Tuve curiosidad por su actitud, pero ya no le pregunté nada. Me armé de paciencia. Como Rosendo cuando espera a que un tronco le revele la forma que lleva dentro, aguardé a que de su silencio saliera el motivo de su aflicción. Imaginé muchas razones, pero ni en sueños la que me explicó.

III

“Maté al Rex. Fue sin querer y todo por devolverle a Rafael, mi vecino, una mala pasada. Él tenía dos hermanas. Por ser el único varón sus padres lo mimaban tanto que lo hicieron un niño consentido. Ojalá con el tiempo se le haya quitado lo chismoso y lo llorón. A Lázaro, su padre, dueño de un puesto de fruta, le iba bien. Podía darle a Rafael cuanto se le antojara, precisamente aquello que me resultaba imposible tener. La situación de mi familia era difícil: mi papá era tahonero y mi mamá cocía ajeno en la casa. Con lo que ganaban entre los dos apenas teníamos para lo indispensable.

“Crecí escuchando la misma palabra: Olvídate. En ella cabían todos mis sueños: ir de excursión o al cine, comer en un restorán, ponerme ropa nueva y no de segunda mano. En medio de todos esos antojos mi anhelo más grande era tener un perro. Para quien es hijo único la compañía de un animal es muy importante.

“Un domingo que estaba en la puerta de la vecindad vi llegar a Lázaro con un cachorro blanco entre los brazos. Además de ser muy bonito era gracioso porque tenía una mancha negra rodeándole el ojo izquierdo. Me acerqué a acariciarlo y Lázaro me dijo que iba a regalárselo a Rafael porque era su cumpleaños. Si en algún momento supe lo que es el odio fue aquella mañana.

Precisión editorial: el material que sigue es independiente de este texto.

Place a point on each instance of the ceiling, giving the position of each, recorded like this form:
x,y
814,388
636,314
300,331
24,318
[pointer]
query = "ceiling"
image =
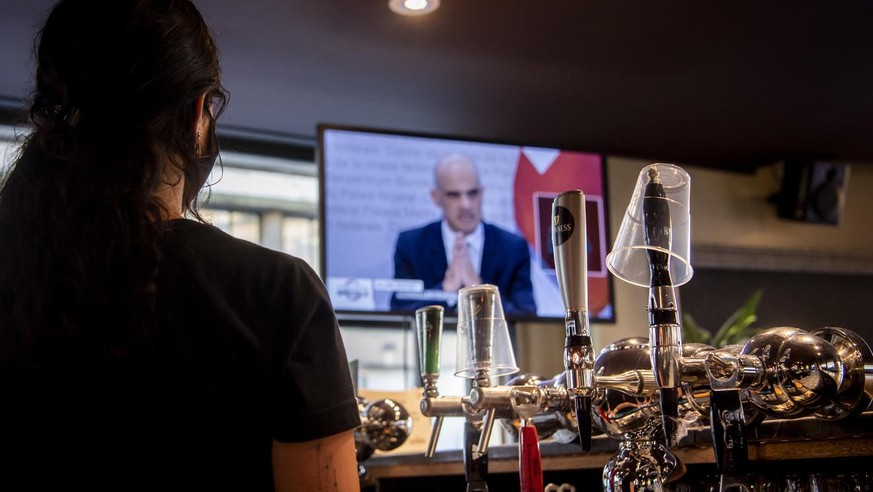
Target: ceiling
x,y
731,84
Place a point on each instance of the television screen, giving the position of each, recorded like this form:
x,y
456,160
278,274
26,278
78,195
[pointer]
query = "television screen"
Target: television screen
x,y
407,219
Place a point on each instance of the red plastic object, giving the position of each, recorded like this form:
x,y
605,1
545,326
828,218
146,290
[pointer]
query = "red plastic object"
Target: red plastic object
x,y
530,463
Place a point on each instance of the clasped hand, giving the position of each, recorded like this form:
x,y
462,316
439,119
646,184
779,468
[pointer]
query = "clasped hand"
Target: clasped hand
x,y
460,272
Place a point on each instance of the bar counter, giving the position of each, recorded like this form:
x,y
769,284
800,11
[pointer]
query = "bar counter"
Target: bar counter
x,y
772,445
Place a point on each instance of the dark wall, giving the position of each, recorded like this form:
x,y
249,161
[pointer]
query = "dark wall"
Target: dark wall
x,y
803,300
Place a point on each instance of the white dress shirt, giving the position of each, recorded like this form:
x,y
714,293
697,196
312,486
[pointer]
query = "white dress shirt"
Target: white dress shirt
x,y
475,244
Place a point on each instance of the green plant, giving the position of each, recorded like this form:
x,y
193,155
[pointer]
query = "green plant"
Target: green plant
x,y
736,329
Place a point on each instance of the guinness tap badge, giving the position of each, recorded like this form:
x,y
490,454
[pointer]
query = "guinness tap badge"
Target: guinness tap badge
x,y
563,225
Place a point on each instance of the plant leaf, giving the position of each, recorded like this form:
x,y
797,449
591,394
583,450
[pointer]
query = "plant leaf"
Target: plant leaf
x,y
737,328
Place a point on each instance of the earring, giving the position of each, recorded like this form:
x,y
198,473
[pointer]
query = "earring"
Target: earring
x,y
197,149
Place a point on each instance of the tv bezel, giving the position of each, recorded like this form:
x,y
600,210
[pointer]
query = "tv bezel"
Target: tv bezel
x,y
389,317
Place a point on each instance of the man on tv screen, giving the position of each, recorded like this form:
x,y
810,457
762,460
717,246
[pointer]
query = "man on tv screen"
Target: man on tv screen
x,y
460,249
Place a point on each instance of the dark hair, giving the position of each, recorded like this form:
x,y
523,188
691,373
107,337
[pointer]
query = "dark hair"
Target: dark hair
x,y
114,103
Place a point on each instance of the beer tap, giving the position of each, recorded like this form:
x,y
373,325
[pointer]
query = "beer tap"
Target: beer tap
x,y
652,250
484,351
569,242
788,372
429,331
665,335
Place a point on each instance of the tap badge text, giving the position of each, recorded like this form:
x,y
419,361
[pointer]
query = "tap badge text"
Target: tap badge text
x,y
563,225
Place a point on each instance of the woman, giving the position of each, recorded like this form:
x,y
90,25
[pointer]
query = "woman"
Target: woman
x,y
140,349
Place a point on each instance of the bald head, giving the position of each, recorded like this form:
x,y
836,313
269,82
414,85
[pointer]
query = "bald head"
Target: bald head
x,y
457,192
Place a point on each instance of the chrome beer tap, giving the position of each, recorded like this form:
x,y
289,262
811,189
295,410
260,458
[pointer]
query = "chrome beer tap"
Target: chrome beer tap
x,y
665,335
429,330
569,242
788,372
652,250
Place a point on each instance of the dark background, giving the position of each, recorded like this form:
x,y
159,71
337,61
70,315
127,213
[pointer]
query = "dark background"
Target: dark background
x,y
730,84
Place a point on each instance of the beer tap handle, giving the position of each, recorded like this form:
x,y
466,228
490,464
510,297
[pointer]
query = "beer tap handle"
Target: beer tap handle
x,y
429,329
727,422
569,243
664,334
435,428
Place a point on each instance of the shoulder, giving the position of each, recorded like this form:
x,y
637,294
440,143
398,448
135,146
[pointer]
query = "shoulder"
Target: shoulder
x,y
422,231
502,235
219,253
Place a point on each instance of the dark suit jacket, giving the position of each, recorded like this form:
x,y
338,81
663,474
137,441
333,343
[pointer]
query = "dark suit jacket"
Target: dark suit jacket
x,y
420,254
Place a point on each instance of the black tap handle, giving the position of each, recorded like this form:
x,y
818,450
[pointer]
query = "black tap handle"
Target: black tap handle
x,y
669,413
728,432
583,420
475,467
657,231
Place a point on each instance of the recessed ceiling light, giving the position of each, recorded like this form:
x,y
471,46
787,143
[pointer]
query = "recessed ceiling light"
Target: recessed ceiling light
x,y
413,7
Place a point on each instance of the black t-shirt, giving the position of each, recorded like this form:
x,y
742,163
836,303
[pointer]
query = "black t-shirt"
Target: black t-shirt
x,y
245,348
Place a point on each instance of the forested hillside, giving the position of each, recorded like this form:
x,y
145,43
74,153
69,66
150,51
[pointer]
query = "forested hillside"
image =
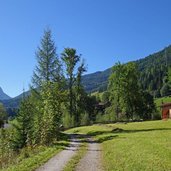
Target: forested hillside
x,y
154,71
153,75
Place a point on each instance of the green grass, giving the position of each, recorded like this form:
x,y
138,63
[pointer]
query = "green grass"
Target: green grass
x,y
133,146
30,159
71,165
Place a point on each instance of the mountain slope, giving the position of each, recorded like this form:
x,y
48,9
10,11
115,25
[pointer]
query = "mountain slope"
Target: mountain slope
x,y
153,69
3,96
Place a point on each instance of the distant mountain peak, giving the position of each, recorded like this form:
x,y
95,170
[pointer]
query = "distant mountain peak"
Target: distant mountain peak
x,y
3,96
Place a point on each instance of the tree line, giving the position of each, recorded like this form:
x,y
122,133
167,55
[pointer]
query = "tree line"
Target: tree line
x,y
58,99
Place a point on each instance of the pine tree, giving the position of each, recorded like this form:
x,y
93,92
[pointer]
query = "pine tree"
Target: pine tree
x,y
70,59
23,125
49,67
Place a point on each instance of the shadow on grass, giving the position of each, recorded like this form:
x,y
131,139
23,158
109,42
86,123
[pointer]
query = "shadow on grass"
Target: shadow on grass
x,y
120,130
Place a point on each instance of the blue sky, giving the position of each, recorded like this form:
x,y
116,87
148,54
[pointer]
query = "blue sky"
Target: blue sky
x,y
103,31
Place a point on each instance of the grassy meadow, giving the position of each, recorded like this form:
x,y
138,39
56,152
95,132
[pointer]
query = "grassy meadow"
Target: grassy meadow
x,y
133,146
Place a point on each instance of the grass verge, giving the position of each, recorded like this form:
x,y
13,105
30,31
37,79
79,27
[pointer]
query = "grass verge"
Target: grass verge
x,y
31,159
71,165
133,146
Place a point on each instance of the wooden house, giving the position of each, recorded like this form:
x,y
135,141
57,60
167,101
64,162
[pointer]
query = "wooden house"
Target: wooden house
x,y
166,110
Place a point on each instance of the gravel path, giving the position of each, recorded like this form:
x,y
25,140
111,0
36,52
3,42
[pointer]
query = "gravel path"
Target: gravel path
x,y
58,162
92,160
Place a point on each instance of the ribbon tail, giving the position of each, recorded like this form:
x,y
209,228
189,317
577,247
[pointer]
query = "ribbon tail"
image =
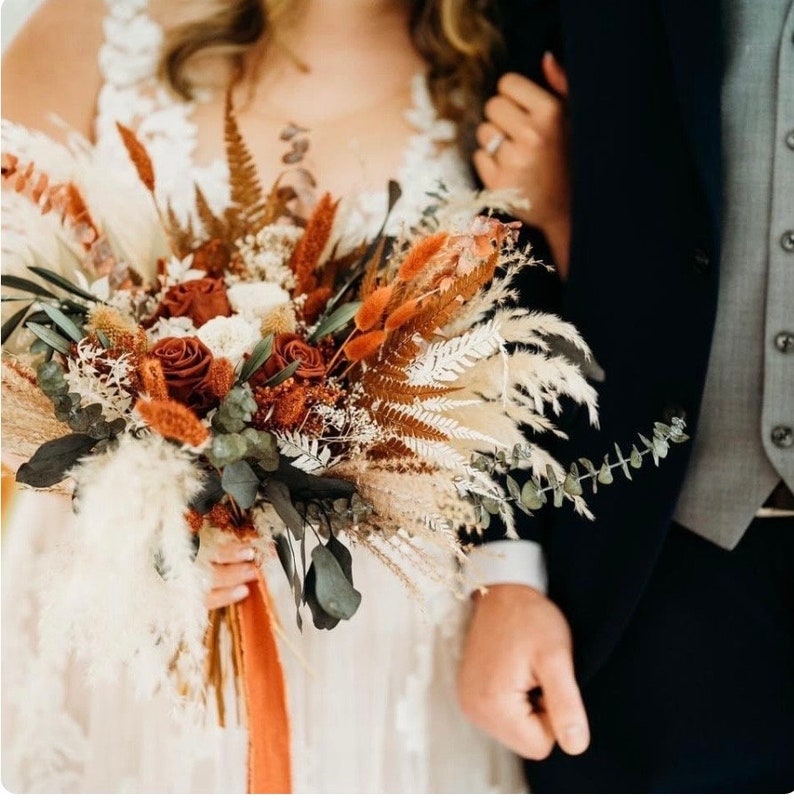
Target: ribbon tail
x,y
269,760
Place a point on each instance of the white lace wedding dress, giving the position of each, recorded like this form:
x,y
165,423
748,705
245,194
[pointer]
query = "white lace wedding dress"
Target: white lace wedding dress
x,y
372,703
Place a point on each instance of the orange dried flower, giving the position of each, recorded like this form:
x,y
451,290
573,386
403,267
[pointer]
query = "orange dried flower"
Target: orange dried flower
x,y
195,520
371,311
138,155
315,303
153,379
420,255
173,420
364,345
402,314
220,378
311,245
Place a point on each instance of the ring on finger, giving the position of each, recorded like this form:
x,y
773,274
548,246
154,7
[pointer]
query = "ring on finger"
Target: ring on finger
x,y
494,143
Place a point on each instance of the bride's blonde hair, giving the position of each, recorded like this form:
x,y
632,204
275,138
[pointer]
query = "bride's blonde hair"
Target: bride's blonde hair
x,y
457,38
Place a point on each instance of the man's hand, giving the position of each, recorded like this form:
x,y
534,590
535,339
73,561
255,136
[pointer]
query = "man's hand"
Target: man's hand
x,y
523,146
519,641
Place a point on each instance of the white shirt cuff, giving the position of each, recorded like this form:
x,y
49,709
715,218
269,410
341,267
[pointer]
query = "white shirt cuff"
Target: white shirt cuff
x,y
501,562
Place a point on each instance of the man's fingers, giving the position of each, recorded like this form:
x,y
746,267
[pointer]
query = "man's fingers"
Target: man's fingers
x,y
527,94
508,717
555,74
562,702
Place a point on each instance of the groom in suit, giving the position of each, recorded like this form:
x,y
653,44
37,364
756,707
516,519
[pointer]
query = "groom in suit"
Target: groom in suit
x,y
656,645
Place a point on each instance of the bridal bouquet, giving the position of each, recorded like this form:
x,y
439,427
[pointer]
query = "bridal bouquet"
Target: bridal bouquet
x,y
256,379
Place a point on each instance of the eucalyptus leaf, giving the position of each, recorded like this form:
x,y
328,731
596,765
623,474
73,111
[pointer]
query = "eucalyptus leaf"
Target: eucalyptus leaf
x,y
605,474
62,283
335,593
623,463
278,495
283,375
490,504
572,485
284,552
259,356
18,283
65,324
52,460
241,483
210,494
9,327
336,320
556,486
531,496
320,618
50,337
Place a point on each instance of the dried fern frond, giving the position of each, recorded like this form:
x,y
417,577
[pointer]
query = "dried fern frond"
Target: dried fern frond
x,y
246,211
28,420
65,199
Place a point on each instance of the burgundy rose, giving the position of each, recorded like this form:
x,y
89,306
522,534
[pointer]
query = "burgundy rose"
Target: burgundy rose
x,y
186,365
200,299
288,348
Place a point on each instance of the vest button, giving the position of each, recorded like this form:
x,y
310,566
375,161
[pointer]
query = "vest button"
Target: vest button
x,y
673,410
784,342
702,261
783,436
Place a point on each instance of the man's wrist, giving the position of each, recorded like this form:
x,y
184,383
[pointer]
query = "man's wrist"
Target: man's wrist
x,y
506,562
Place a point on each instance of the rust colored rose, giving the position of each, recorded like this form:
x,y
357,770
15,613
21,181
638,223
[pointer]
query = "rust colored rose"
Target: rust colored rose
x,y
200,299
287,348
187,364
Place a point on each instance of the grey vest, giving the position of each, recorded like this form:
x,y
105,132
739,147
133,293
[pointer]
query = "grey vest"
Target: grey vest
x,y
745,439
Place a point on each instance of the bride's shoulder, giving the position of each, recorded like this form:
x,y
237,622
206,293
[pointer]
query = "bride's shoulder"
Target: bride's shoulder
x,y
51,67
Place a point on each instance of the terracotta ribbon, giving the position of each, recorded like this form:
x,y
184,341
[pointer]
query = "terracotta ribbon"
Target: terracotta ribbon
x,y
269,762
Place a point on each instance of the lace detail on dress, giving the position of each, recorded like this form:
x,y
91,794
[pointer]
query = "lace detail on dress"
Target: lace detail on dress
x,y
133,96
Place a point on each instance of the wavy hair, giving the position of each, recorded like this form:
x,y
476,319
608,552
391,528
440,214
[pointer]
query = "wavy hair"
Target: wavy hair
x,y
457,38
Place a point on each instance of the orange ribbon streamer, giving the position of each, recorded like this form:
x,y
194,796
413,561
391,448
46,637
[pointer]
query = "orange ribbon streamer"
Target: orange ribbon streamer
x,y
269,762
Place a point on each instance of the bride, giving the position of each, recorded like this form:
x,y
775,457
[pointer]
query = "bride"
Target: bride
x,y
385,89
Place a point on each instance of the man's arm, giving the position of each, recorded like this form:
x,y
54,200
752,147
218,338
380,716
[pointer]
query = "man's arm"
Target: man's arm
x,y
519,642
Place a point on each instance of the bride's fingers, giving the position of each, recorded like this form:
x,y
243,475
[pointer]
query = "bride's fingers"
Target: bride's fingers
x,y
227,576
233,552
223,597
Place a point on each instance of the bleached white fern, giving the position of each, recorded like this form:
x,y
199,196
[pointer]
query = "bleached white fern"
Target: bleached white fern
x,y
445,361
446,425
304,451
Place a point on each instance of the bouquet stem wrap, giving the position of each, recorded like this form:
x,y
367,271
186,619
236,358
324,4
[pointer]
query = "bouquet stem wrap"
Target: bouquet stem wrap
x,y
269,763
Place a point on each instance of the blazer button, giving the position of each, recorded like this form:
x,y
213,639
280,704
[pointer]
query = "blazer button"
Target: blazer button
x,y
784,342
783,436
702,261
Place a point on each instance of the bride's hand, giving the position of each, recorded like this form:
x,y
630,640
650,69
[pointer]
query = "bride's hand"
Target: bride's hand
x,y
232,568
523,146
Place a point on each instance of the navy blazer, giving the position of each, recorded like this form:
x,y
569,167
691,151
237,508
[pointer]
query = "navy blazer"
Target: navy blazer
x,y
644,79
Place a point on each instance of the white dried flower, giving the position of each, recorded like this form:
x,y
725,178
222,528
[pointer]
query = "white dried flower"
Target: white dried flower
x,y
255,299
229,337
171,327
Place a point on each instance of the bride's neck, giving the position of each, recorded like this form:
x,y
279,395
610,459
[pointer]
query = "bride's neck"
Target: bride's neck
x,y
325,33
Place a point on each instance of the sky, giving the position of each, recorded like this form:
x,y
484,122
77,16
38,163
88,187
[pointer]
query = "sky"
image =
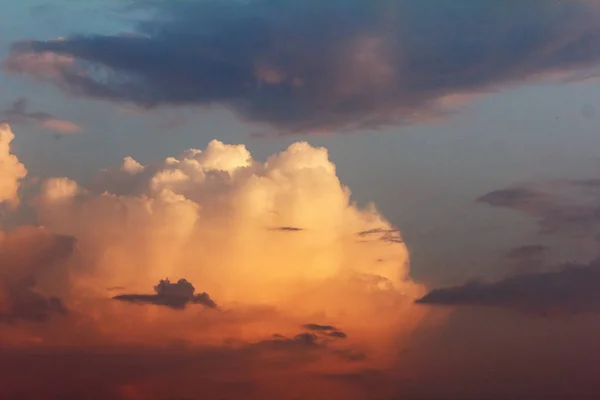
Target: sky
x,y
256,199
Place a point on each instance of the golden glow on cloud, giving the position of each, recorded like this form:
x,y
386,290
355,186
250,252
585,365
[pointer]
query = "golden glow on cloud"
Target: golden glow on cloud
x,y
11,169
277,244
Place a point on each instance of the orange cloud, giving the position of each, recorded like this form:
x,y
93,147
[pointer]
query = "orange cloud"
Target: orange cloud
x,y
12,171
308,286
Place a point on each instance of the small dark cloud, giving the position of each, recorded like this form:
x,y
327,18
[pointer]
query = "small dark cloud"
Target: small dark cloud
x,y
317,327
566,208
287,229
327,330
18,113
311,67
526,252
174,295
41,10
517,197
337,334
571,289
23,303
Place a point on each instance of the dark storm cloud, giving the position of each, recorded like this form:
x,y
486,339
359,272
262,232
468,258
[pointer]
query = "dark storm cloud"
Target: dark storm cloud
x,y
174,295
309,66
566,208
572,289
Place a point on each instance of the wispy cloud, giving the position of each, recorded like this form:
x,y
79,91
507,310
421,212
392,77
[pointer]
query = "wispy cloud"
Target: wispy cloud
x,y
571,289
18,113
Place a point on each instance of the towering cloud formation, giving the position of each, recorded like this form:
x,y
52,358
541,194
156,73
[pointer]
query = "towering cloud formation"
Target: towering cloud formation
x,y
11,169
312,66
281,234
307,283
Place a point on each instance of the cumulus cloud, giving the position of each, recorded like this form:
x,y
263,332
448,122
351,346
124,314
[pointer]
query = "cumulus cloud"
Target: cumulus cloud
x,y
12,171
174,295
17,113
314,67
275,242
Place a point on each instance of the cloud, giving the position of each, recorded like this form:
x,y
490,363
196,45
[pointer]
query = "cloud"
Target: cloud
x,y
12,171
571,289
18,113
315,67
21,302
287,229
175,295
327,330
526,252
30,261
563,207
204,215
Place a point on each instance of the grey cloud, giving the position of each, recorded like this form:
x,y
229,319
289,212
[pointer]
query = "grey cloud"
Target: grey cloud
x,y
564,209
18,113
307,66
571,289
327,330
174,295
526,252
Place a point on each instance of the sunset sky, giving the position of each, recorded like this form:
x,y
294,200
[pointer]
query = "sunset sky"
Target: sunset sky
x,y
299,199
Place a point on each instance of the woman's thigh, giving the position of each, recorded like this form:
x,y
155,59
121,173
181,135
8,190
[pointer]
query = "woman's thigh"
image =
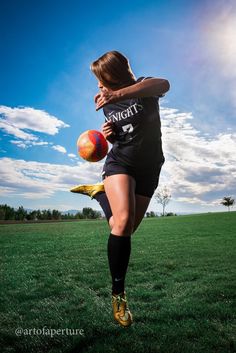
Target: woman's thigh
x,y
141,205
120,191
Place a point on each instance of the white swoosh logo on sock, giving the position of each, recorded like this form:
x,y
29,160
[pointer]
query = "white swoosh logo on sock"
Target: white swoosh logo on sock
x,y
118,279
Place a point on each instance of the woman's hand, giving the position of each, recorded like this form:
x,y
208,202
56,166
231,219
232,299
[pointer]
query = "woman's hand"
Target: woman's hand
x,y
106,96
108,131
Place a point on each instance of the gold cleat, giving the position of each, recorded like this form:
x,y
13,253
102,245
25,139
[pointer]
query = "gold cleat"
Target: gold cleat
x,y
121,311
90,190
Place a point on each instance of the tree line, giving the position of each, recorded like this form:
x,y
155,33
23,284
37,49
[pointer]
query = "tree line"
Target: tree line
x,y
8,213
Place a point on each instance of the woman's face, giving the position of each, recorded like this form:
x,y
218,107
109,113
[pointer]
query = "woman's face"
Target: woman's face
x,y
100,85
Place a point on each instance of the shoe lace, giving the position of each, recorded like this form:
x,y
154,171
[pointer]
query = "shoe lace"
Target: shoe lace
x,y
119,299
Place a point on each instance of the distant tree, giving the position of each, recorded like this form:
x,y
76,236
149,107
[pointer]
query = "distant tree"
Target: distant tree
x,y
20,214
228,201
32,216
56,214
7,212
171,214
88,212
163,197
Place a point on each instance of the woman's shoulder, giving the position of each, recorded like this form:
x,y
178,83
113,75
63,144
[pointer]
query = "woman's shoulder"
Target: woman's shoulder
x,y
142,78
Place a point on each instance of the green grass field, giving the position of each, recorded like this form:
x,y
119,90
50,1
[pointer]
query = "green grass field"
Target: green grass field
x,y
180,284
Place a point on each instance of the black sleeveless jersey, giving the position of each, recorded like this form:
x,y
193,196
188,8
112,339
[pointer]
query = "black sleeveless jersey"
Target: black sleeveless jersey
x,y
137,128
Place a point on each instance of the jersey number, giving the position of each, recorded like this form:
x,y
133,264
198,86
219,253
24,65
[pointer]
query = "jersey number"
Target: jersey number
x,y
128,128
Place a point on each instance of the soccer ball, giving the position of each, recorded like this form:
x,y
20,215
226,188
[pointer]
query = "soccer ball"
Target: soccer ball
x,y
92,146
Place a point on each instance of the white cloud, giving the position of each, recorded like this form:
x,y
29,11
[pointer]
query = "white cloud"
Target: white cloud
x,y
59,148
29,179
14,121
26,144
198,168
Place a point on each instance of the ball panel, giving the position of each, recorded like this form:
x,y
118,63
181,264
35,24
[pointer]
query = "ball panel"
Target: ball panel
x,y
92,146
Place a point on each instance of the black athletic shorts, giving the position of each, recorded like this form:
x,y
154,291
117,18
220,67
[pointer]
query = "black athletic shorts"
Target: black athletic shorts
x,y
146,179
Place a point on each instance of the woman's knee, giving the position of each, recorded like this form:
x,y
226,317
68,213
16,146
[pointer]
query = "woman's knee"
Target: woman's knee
x,y
124,223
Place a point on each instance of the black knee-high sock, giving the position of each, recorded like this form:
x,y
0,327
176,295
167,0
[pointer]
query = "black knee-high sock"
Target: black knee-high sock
x,y
118,249
102,199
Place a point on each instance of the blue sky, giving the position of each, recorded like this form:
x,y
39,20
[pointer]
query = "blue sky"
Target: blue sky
x,y
47,90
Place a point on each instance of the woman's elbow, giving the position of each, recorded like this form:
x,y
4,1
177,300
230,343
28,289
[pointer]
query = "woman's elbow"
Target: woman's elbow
x,y
166,86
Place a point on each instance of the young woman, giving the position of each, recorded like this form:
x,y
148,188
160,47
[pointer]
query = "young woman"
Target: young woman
x,y
133,164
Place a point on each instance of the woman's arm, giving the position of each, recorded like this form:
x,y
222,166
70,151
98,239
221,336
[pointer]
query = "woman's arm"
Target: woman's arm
x,y
147,88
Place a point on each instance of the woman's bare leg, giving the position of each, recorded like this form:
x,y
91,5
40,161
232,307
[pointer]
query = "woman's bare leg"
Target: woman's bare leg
x,y
120,190
141,205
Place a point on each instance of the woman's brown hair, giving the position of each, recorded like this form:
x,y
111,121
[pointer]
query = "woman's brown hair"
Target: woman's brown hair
x,y
113,70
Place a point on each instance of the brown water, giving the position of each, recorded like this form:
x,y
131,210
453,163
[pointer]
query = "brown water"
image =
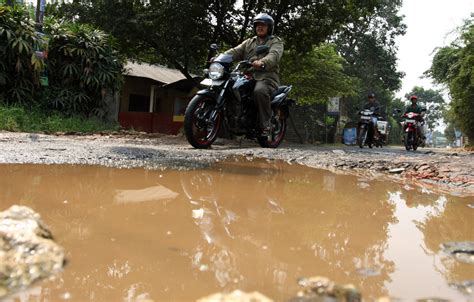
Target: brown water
x,y
171,235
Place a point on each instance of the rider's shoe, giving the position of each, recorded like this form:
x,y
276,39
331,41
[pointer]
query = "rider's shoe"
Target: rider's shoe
x,y
267,132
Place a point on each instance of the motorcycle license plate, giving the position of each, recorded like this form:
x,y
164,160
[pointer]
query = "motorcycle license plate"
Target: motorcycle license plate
x,y
209,82
206,82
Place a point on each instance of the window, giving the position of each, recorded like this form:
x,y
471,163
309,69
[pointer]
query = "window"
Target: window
x,y
138,103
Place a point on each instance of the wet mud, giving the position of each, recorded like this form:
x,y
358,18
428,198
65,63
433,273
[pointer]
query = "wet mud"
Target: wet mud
x,y
257,225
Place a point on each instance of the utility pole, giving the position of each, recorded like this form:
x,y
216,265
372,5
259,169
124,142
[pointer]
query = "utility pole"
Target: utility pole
x,y
40,8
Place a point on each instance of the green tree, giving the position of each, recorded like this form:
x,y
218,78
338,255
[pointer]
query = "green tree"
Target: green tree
x,y
177,33
452,67
19,67
434,103
317,76
369,48
82,64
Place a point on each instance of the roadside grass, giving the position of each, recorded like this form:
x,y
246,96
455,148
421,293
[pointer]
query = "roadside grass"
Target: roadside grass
x,y
18,119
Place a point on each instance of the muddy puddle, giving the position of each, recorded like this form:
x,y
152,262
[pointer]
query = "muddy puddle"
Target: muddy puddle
x,y
132,235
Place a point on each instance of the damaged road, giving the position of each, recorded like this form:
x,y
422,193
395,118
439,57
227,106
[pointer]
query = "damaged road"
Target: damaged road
x,y
438,169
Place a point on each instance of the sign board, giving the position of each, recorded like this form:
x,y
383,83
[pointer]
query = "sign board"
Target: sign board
x,y
333,105
457,133
350,136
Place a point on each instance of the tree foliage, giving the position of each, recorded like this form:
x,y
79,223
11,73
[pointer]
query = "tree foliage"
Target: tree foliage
x,y
19,66
82,64
177,33
434,103
369,48
318,75
452,66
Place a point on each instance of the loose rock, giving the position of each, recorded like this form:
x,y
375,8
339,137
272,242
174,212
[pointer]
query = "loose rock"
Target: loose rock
x,y
27,251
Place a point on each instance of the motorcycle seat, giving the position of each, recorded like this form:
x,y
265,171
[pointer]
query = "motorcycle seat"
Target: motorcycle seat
x,y
281,89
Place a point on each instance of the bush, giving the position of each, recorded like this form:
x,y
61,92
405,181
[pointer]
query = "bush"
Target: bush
x,y
19,119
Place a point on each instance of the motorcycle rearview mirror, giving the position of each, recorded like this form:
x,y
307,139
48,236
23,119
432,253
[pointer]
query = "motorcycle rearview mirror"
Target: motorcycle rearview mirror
x,y
262,49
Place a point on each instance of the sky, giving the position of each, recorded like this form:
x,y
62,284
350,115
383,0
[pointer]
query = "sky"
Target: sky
x,y
429,24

“Todas las tardes, al volver de la escuela, Rafael salía al patio para jugar con Rex. Una vez me atreví a sumarme a ellos, atrapé a Rex y me alejé corriendo hacia el zaguán. No pensaba ir más allá, lo juro, pero Rafael imaginó otra cosa. Nunca olvidaré el tono afeminado con que le gritó a su mamá que yo quería robarle su perro. Leonor armó un escándalo tremendo. Mi madre salió en mi defensa y después de que se aclararon las cosas me repitió la dichosa palabrita y luego una orden: Olvídate de acercarte a ese animal. No quiero problemas con los vecinos. Debo de haber puesto una cara terrible porque Leonor me hizo una caricia y me dijo: Comprende a mi niño. Se puso nervioso porque adora a Rex. Cuando regresa de la escuela va directo a buscarlo y no come si el perro no lo hace también.

“La siguiente ocasión en que encontré a Rafael con su perro, para demostrarme que él era su único dueño, lo tomó con brusquedad del pescuezo y se puso a jalarle las orejas y a darle golpecitos en el hocico. Los chillidos de Rex se mezclaron con las carcajadas de Rafael y me alejé para no sufrir con la escena.

“No sirvió de mucho. En otras tardes los juegos de Rafael con el perro se hicieron más violentos y absurdos. Ante la resistencia y los gemidos de Rex Rafael le gritaba: Pero si sólo estoy jugando. Sabes que te adoro y que sin ti me moriría. Llegó un momento en que no pude más y decidí robarme a Rex.

“Lo logré. Una mañana en que Rafael dejó solo al perro en el patio, lo atrapé, corrí a la casa, entré en mi cuarto y cerré la puerta para jugar con Rex. Mi madre no pudo oírnos porque tenía encendida la televisión y el motor de su máquina de coser era ruidoso. Dejé de escucharlo cuando llegaron gritos llamando a Rex. El perro reaccionó. Para acallar sus ladridos se me ocurrió envolverlo muy bien en una colcha y esconderme con él bajo la cama.

“Allí permanecimos durante todo el tiempo que se prolongó la búsqueda. Cuando los gritos se alejaron pensé en abandonar mi escondite y aparecer en el patio fingiendo que acababa de encontrar al perro. Tan nervioso y tan absorto en mi plan no supe en qué momento Rex dejó de respirar. Sin querer lo asfixié, lo maté. Hasta la fecha, no olvido la rigidez del cachorro y aún siento pánico.”

No supe qué decir. Dudo que volvamos a tocar el tema. Sólo espero que algún día Rosendo encuentre en un trozo de madera la figura de Rex. Como las otras que él ha tallado será tan hermosa y tan real que hasta le parecerá que respira.